E’ propria questa visione di una gestione diventata purtroppo “ordinaria” e “locale” perché oltretutto interessante in maniera difforme vaste aree del paese, a mancare nell’agenda del governo come anche in quella dell’opposizione; e tale mancanza si riflette anche negli atti di legge del governo che non riesce ad uscire da una visione emergenziale dell’epidemia.
I decreti del presidente Conte rispecchiano questa visione accentrata ed autosufficiente della gestione del fenomeno che oltre a sollevare dubbi e perplessità in termini di rispetto del dettato costituzionale, altrettanti ne solleva in termini di reale efficacia delle decisioni in elaborazione
Da un lato dunque non si capisce come, in un momento così delicato, il presidente del consiglio, sulla cui fedeltà alla repubblica nessuno può di certo sollevare dubbi, possa assumere decisioni su temi sensibili, come la limitazione delle libertà individuali o l’esercizio dell’espressione di culto, senza sentire la necessità di un confronto nelle legittime sedi del dibattito parlamentare.

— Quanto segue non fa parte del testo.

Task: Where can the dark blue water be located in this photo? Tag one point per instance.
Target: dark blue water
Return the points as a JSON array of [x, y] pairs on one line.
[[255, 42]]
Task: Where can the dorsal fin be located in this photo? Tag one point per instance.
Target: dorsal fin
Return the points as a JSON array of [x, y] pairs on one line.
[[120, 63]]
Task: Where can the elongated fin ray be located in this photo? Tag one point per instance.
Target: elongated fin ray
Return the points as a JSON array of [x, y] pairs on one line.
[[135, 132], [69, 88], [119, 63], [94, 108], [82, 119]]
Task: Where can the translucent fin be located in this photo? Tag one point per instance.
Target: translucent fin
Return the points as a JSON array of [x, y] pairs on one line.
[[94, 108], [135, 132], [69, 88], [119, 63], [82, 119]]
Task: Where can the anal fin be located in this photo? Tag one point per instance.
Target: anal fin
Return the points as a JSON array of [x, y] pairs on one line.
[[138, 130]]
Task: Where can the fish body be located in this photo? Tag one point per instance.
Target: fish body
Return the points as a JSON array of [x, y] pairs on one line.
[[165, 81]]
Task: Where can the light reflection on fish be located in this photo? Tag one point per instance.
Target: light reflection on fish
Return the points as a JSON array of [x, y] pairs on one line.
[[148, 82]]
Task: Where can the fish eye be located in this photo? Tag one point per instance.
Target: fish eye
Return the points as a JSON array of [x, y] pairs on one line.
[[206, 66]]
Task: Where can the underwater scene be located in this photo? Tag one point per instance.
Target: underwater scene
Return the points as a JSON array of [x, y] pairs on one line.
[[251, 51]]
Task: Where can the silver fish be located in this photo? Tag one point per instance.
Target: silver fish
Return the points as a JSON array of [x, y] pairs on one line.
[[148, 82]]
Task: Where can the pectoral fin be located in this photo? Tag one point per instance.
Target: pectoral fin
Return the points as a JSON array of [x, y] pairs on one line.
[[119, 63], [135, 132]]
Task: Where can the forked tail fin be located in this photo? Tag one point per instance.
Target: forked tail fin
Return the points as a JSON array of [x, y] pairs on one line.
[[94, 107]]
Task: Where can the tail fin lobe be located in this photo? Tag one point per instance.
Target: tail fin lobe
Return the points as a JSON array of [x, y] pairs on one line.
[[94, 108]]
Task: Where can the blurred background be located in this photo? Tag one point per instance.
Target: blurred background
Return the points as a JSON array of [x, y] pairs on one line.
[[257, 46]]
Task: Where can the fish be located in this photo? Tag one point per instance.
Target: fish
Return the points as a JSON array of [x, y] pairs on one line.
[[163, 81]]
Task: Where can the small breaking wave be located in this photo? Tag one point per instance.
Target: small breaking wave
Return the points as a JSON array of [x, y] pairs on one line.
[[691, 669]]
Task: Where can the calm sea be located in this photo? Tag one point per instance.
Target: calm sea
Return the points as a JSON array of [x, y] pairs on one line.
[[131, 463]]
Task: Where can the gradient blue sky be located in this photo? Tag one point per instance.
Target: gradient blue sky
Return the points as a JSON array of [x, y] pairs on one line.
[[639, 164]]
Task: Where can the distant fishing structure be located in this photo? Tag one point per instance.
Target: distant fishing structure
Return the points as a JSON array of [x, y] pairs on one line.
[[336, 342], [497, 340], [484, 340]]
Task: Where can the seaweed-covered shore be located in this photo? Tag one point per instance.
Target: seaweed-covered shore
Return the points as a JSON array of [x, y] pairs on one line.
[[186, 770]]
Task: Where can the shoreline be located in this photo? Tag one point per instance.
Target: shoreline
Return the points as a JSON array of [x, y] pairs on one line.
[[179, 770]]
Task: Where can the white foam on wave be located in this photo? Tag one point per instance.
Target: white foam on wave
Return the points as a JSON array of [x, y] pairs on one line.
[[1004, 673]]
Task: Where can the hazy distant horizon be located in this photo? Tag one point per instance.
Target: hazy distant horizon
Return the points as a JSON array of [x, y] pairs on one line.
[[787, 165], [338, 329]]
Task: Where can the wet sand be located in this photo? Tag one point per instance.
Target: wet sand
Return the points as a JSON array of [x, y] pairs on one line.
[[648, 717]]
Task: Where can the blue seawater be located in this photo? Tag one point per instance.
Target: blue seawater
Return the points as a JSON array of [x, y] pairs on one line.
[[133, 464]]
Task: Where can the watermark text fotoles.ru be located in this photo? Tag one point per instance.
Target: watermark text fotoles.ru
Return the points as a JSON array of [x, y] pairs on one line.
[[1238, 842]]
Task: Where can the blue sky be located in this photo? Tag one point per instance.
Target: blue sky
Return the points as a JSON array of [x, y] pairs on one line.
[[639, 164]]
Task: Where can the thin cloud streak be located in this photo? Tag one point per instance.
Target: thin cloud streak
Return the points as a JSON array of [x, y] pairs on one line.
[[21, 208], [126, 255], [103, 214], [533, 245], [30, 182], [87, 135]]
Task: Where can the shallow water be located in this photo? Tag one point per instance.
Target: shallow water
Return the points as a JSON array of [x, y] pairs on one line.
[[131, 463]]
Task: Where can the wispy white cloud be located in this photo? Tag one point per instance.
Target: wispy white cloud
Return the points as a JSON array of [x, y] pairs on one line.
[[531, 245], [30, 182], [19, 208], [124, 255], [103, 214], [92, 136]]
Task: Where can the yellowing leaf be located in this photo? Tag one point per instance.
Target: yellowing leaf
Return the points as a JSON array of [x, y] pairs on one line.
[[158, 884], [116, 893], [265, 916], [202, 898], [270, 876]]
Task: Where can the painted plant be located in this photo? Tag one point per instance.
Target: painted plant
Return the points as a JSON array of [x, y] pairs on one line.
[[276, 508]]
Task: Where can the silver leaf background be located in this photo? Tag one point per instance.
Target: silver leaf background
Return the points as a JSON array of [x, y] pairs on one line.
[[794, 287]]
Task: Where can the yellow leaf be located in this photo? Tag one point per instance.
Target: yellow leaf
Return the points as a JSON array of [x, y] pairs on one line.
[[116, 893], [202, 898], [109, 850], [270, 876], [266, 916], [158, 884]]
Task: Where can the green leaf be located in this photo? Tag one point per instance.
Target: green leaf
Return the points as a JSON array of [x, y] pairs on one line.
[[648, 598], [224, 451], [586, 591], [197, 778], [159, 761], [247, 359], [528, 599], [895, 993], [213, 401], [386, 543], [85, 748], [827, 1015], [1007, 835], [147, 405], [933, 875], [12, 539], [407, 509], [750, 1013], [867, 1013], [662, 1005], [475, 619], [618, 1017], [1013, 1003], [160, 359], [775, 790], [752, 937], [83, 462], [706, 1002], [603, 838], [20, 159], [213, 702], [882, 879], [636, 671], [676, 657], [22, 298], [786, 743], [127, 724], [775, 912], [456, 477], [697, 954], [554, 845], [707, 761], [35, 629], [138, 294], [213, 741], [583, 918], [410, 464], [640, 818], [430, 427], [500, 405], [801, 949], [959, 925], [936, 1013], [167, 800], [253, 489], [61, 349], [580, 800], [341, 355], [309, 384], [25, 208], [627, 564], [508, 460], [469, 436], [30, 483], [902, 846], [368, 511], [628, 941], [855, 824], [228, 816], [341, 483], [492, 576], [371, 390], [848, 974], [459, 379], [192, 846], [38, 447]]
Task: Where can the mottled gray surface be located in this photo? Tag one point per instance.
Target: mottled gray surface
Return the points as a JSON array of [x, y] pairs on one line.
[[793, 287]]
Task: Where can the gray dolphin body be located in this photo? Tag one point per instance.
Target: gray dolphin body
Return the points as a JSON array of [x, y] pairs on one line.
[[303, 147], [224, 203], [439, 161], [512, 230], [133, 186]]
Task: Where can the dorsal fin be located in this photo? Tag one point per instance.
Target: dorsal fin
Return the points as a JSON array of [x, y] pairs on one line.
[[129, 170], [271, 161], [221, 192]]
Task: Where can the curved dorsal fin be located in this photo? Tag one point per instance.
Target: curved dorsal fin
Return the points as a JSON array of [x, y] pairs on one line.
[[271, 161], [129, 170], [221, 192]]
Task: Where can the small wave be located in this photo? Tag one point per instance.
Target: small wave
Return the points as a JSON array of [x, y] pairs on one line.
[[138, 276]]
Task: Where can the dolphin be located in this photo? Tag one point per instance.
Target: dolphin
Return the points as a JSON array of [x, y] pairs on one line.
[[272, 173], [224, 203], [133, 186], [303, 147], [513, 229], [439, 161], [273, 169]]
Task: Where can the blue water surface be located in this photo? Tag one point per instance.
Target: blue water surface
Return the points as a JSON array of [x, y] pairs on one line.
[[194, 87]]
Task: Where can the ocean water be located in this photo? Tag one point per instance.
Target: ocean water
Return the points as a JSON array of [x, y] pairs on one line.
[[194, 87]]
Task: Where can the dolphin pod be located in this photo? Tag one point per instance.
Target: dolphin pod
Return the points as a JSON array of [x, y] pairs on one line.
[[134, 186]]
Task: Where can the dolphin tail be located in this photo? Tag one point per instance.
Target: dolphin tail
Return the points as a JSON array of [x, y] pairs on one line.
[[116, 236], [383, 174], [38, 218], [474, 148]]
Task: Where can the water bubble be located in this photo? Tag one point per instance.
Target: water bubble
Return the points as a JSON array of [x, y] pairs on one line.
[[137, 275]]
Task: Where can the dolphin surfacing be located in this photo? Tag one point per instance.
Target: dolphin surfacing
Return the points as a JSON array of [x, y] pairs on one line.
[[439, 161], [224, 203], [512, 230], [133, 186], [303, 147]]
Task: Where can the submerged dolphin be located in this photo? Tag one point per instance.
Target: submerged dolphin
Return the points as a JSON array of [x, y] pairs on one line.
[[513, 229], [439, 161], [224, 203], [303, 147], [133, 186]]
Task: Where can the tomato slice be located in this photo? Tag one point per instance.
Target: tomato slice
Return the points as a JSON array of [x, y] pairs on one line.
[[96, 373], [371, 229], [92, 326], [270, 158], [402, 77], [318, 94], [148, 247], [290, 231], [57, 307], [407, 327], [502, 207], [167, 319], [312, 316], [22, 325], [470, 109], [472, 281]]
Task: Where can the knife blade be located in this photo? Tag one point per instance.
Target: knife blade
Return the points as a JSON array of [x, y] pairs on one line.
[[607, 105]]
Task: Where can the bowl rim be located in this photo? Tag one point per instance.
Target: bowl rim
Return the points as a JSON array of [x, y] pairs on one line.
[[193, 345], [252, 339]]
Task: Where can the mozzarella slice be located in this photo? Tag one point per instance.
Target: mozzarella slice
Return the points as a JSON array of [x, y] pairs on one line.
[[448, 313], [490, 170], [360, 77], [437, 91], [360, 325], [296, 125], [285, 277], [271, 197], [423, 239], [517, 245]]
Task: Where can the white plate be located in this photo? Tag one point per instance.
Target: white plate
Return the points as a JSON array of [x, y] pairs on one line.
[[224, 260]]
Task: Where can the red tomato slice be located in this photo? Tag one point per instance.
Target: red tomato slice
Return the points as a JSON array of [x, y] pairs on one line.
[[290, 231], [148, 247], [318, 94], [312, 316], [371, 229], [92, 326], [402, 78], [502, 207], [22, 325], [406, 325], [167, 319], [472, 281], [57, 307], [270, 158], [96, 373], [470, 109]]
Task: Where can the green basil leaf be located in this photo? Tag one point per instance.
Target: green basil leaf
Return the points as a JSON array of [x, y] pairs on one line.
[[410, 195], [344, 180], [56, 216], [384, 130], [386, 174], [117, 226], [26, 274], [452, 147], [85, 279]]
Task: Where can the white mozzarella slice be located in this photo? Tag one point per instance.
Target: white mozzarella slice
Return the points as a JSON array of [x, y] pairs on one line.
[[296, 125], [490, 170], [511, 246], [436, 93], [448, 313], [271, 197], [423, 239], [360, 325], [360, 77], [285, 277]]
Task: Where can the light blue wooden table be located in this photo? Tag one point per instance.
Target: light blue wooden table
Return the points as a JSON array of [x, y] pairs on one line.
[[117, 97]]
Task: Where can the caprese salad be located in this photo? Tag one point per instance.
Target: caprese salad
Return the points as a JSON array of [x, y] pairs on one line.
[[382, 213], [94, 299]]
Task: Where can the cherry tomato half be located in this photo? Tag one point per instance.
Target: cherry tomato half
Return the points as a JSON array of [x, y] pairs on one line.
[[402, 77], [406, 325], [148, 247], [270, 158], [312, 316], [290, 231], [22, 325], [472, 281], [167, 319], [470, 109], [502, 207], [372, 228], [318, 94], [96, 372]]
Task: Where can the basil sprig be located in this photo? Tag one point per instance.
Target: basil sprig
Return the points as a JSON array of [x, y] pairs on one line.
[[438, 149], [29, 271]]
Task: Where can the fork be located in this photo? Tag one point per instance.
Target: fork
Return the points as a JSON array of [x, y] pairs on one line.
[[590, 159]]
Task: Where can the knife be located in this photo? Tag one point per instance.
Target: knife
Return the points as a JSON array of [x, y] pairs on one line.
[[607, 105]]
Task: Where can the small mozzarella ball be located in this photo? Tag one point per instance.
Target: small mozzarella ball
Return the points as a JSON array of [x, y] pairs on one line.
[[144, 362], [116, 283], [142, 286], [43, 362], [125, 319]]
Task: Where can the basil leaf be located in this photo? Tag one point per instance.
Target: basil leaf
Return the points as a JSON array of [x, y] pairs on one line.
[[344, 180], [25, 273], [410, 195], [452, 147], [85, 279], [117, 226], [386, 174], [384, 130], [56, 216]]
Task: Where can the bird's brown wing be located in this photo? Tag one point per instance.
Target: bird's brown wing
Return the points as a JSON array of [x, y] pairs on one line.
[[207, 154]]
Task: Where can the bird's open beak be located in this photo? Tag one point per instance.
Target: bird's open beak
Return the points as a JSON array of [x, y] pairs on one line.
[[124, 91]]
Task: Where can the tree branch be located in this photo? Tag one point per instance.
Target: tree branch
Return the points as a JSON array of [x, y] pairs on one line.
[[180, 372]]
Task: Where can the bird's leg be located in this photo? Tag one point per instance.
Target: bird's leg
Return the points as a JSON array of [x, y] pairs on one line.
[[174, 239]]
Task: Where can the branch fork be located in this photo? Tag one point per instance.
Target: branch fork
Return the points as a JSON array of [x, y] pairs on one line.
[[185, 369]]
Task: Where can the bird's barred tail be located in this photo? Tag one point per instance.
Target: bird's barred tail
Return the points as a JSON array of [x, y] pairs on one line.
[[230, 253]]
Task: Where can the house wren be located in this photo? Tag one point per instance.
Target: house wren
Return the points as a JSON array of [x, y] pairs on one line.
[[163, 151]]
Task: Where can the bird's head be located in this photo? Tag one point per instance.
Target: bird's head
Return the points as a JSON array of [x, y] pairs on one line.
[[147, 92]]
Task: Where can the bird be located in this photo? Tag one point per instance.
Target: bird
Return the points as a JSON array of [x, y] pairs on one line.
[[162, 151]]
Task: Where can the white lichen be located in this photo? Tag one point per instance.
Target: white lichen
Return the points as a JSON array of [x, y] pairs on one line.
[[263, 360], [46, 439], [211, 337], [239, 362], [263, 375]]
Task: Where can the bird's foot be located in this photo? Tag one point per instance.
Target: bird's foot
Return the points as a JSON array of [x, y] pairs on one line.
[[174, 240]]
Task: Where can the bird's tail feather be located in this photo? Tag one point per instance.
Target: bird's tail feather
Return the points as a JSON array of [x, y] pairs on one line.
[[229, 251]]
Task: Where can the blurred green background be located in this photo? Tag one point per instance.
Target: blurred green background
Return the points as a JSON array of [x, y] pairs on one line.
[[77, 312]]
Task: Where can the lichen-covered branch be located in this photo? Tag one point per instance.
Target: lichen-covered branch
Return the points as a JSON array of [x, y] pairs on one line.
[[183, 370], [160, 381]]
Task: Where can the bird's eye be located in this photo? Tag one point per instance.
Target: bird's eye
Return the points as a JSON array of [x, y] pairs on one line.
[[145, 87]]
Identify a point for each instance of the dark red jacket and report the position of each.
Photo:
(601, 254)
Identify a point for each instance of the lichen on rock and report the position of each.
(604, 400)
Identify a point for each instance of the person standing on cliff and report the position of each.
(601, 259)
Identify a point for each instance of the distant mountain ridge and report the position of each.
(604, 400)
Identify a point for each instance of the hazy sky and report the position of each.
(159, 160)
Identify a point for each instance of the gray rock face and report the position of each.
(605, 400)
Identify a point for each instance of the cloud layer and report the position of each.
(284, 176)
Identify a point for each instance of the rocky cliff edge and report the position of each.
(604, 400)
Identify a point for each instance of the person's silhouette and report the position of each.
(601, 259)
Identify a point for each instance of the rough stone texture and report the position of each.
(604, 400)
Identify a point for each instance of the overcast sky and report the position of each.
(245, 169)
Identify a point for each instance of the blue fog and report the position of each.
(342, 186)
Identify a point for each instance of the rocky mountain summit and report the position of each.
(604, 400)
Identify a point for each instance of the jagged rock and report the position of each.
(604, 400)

Dall’altro non si capisce come sia possibile non differenziare aree del paese in cui l’epidemia è ancora in fase di espansione (le regioni del PIL) da altre in cui il fenomeno appare più limitato e per certi versi sotto controllo (quelle centro meridionali)
Si tratterebbe allora di uscire dalla logica binaria dell’aprire e del chiudere senza gradi intermedi e senza differenze regionali. Forse bisognerebbe differenziare più che omologare, dare respiro alle intelligenze locali per valutare cosa aprire senza affrontare un livello di rischio inaccettabile.
Creare, come abbiamo già avuto modo di dire, una struttura decisionale a livello decentrato, distrettuale dove medici del lavoro, igienisti, sindacati possano vedere nel concreto le condizioni di reale operatività dei diversi comparti come di singole attività commerciali e dare un via libera ragionato e condiviso tra i diversi attori sociali
E poi servirebbero stock di tamponi, test sierologici, mezzi di protezione e luoghi di quarantena idonei se il contagio ripartisse. Insomma occorrerebbe un reale decentramento dei livelli di responsabilità e disponibilità concreta e immediata di quanto necessario per spegnere nuovi focolai sempre possibili. Tutto il contrario, dunque del ” libera tutti” oggi urlato a perdifiato dall’opposizione che specula sui drammi del paese per motivi di facile consenso. Altrettanto lontano però da quel modello ingessato che sembra perseguire il governo
Serve dunque un cambio di passo nell’elaborazione delle strategie di gestione di un’epidemia ormai strisciante, a minore intensità, ma da non prendere sotto gamba per l’intrinseco rischio di una sua ripresa in grande stile.
Ancora più necessario però è ripristinare quegli strumenti della vita democratica che sono stati messi da parte nel periodo più duro dell’emergenza. Un tale atteggiamento, giustificato allora non lo è più adesso e deve essere immediatamente rimosso per non ingenerare precedenti di cui potremmo in futuro pentirci.